I can cut out, dado and drill an entire job in approximately 10 hours, depending on size of job. My second guy can cut and assemble face frames for the average job in a couple of days. My wife (our 3rd person) can dovetail the average job in about 3 days, also depending on how many drawers.

My big clog in most jobs is after installation, time spent trimming out jobs on site, touch ups, etc… Applying finish is also a bit time consuming. Building doors another labor/time hog. Most of our jobs can be built and out the door inside of 5 - 6 days.

So I have also wondered how in our case the CNC would benefit us. I know the spenditure is 15,000 to 20,000 for a Bot, and upwards to maybe around 50,000 or higher for other CNC brands that would work for us. After much thought I believe a CNC would benefit us by:
1. cutting cabinet parts (all straight cuts)
2. Line bore shelf holes
3. dovetail drawer parts
4. slightly more accurate then I am (but I am fairly accurate)
5. Then obviously the rare curves we cut in our trade. In the past we have built 16' curved receptionist desk.
6. Certainly repeatable cuts, our current job is for a laboratory, and we are building shelving units 6' X 6' with shelves adjustable every 4". That job would have been great for a CNC. But then again, if we actually cut the job out too quick I might be faced with laying off my one good guy, and good help is hard to find. 
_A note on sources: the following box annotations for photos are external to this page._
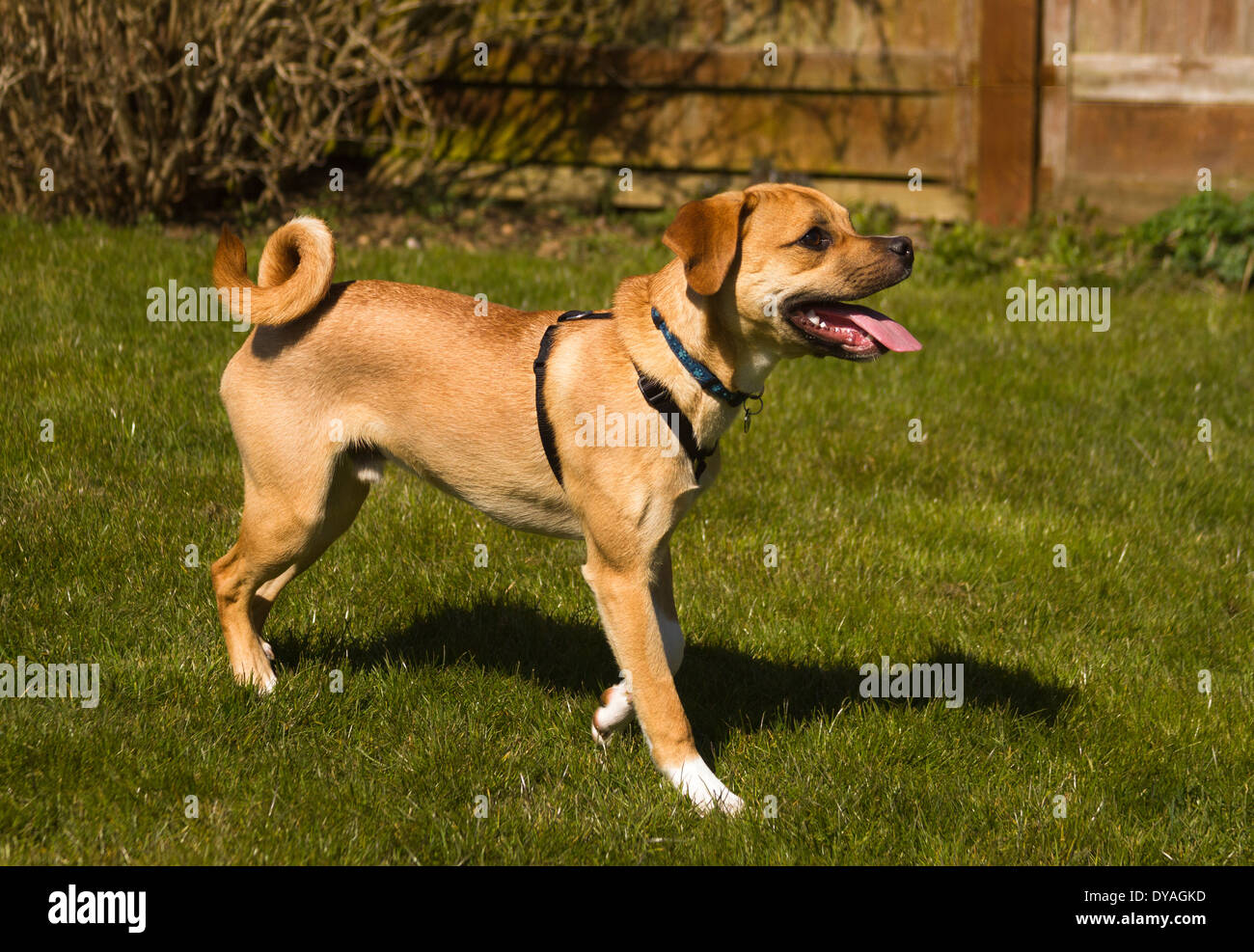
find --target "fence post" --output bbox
[975,0,1041,225]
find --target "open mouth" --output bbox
[787,301,923,360]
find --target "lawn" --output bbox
[0,211,1254,864]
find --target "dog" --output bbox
[212,184,922,814]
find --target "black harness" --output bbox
[532,311,732,485]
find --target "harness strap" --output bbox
[532,311,717,488]
[532,311,613,485]
[636,367,719,483]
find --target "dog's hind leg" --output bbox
[592,540,684,745]
[212,455,370,694]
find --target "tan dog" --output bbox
[213,184,919,813]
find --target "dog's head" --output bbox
[662,184,922,360]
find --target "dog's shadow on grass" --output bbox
[267,601,1075,750]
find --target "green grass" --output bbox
[0,220,1254,864]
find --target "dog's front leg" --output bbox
[592,539,684,745]
[584,539,744,814]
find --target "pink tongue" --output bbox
[814,305,923,351]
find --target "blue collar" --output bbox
[652,308,762,408]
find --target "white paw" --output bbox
[662,757,745,817]
[592,684,635,747]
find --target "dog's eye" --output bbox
[797,229,831,251]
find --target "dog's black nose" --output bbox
[887,234,914,264]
So, my goal as we grow, maybe to the point where we do around 3-4 customers per month, will be to add a CNC. But the amount of customers we service will have to justify the CNC, which it does not at this time.


----------



## dannelson (Nov 28, 2011)

Jerry have you seen the bot for sale on the LJ forum ? cnc is not the answer for all .your times are not that bad for a complete kitchen. I average 17 minutes a sheet ,cut out, blind dado, toe kicks, strechers, shelf pins, pocket holes, dado for backs ,pilot holes for slides. on a 20 sheet kitchen its a little over 5.5 hrs including cabinet backs. I set up my cnc to dovetail the drawers on the end of the machine much like a leigh jig another 10 minutes per box cutting time . face frames very as per job . and I outsource my doors. cnc has allowed me not to get bigger but smarter as to how to compete with less labor cost and a higher profit margin. and we cut alot of other stuff besides just cabinets Dan Nelson


----------



## tyskkvinna (Mar 23, 2010)

Jerry - I don't think a CNC is what you'd want, at least not with the benefits you listed. You would be severely under-using the machine and I think it'd take a long time to make it worth the money.
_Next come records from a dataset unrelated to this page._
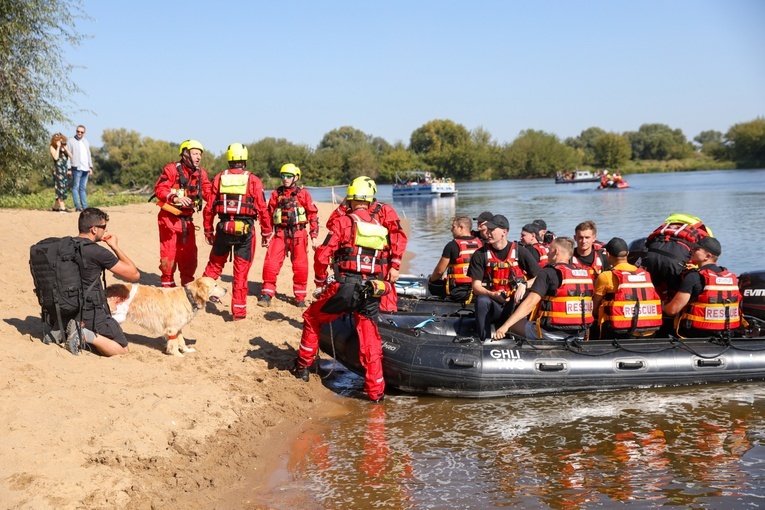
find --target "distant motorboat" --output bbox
[555,170,600,184]
[392,171,457,198]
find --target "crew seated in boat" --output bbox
[428,216,483,304]
[571,220,611,282]
[591,237,662,338]
[468,214,539,340]
[521,223,550,267]
[664,236,741,338]
[470,211,494,244]
[494,237,594,340]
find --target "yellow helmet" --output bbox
[345,175,377,202]
[279,163,301,180]
[178,140,205,155]
[226,143,248,163]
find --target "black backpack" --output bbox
[29,237,99,338]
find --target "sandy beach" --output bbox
[0,203,380,509]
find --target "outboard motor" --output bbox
[738,271,765,320]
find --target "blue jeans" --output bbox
[72,168,90,210]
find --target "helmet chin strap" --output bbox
[181,149,197,170]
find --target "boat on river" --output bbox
[392,171,457,198]
[555,170,601,184]
[320,271,765,398]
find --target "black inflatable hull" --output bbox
[320,314,765,398]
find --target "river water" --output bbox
[256,170,765,509]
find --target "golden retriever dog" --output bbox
[106,276,226,356]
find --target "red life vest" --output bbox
[599,268,661,336]
[213,170,258,219]
[446,238,483,287]
[484,241,525,294]
[535,264,595,331]
[336,214,389,278]
[680,267,741,331]
[272,186,308,228]
[530,243,550,267]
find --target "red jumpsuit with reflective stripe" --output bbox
[297,209,392,400]
[154,162,211,287]
[263,186,319,301]
[203,168,271,319]
[327,200,409,312]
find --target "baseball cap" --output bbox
[606,237,629,257]
[486,214,510,230]
[694,237,722,257]
[473,211,494,223]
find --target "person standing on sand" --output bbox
[69,124,93,211]
[49,133,72,213]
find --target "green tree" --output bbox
[564,127,606,165]
[502,129,582,179]
[725,117,765,168]
[0,0,86,192]
[593,133,632,168]
[409,119,473,179]
[625,124,693,160]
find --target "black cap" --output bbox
[606,237,629,257]
[695,237,722,257]
[486,214,510,230]
[473,211,494,223]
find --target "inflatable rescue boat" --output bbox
[320,271,765,397]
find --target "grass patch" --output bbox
[0,189,148,211]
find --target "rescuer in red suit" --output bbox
[258,163,319,308]
[203,143,271,321]
[327,175,408,312]
[154,140,211,287]
[293,177,393,402]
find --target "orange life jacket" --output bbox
[598,268,662,336]
[484,241,525,294]
[446,238,483,287]
[336,213,390,278]
[213,169,258,219]
[679,267,741,331]
[534,263,595,336]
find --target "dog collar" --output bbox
[183,287,199,313]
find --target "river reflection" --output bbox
[262,383,765,509]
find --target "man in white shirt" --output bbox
[69,125,93,211]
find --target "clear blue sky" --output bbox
[54,0,765,154]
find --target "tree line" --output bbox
[86,118,765,188]
[0,0,765,193]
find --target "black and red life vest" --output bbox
[446,237,483,287]
[271,186,308,228]
[484,241,525,294]
[533,263,595,336]
[598,268,662,336]
[679,267,741,331]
Now, if you expanded what you did and branched it out - more extravagant cabinet shapes, for example. Carved cabinetry or historical matching, that kind of thing.


----------



## SteveMI (May 19, 2009)

CNC shine when you need to make precision items and especially when you need to make a number of them. There is software out there that you just put the sheet goods on the CNC table and it can make all the carcass parts for a cabinet job.
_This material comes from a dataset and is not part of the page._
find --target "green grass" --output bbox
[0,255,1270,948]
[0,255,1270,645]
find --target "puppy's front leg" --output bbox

One thing you need to understand is the "mindset" mentioned above. Remember that you are doing all your cutting with a rotary tool from one side of the material. Ideally you should be able to flip and cut features in the other side in perfect alignment, but that is a whole new ball game. Holding the material down whether vacuum, screws or hold down fixtures is one of the things that drive most CNC users nuts.

Earlier you said the real time problem you have is on-site and the CNC won't help there unless the on-site labor is due to slightly off spec material from the shop.

I've had a smaller CNC for over 4 years and have found that many times it isn't the best tool. Sometimes a simple router, the table saw or drill press can accomplish the task without the necessary setup. Many times I have designed the initial product in CAD, cut it with the CNC, refined the design and then used the normal shop equipment to make more.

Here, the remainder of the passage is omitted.